Celtics coach Ime Udoka said after the game he thought the officials made the wrong call on the Holiday foul, and on Sunday he reiterated that point when asked, while also stressing that the Celtics had no time to dwell on it.
“Overall, the refs have a tough job as far as that,” Udoka said. “Literally, the one play that stood out was the big one at the end. Goal [there are] things we have to play through and be better and not leave it in the hands of the ref.”
Although the league determined that the Holiday call was the proper one, the rest of the Last Two Minute report was a mess. It stated that Giannis Antetokounmpo should’ve been called for fouling Horford with 1:54 left, Jaylen Brown should have been whistled for fouling Antetokounmpo at the 1:26 mark, and Jayson Tatum should have been called for fouling Holiday with 15 seconds remaining.
Also, the report stated that Holiday should have been whistled for a five-second violation on an inbounds play with 50 seconds left, and Horford should have been called for a defensive 3-seconds infraction, resulting in a technical foul with 26 seconds to play .
The first half of Game 2 was Boston’s only dominating one over the first three games of this series, and it is no coincidence that that was when it mostly turned Antetokounmpo into an ineffective perimeter shooter in half-court sets. Since then, Antetokounmpo has thrived in transition opportunities following Celtics turnovers and misses. In Game 3 on Saturday, 13 of his 16 made field goals came in the paint.
“We gambled at times and gave him open driving lanes,” Udoka said. “So we could be better as far as that. But keeping him off balance and giving him different matchups has worked well, and the main thing, honestly, is making him score in the half-court.”
Testing his patience
Tatum scuffled through one of the worst playoff performances of his career on Saturday. He was 4 for 19 from the field, with 10 points, 1 rebound, 3 turnovers, and 3 assists in 41 minutes, 20 seconds.

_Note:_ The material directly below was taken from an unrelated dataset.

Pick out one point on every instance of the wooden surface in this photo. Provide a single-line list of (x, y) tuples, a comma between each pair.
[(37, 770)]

Tatum is no stranger to double-teams, but Udoka acknowledged that the Bucks’ physicality has caused some issues for the All-Star forward. He thinks the team can do a better job of setting clean, solid screens for Tatum to create some space, but Tatum also passed up some open looks.
“He also has to be patient and set his man up and use the screen,” Udoka said. “So, it’s a full team thing. It’s not on any one player to free him up, especially how they’re guarding him.”
Tatum is shooting just 35 percent from the field in this series.
Derrick White’s scoring burst was one encouraging part of Saturday’s loss for the Celtics. The guard has struggled mightily with his shooting since being acquired from the Spurs in February, but in Game 3 he connected on 2 of 3 3-pointers, attempted 8 free throws and scored 14 points, his highest total since tallying 19 in an April 7 win over the Bucks.
“[The Bucks] are not leaving Jayson and Jaylen’s body,” Udoka said. “It presents opportunities to get downhill and get to the basket, which he did, and got to the free-throw line. They’re going to crowd the paint and those open shots are going to be there. . .He was aggressive.”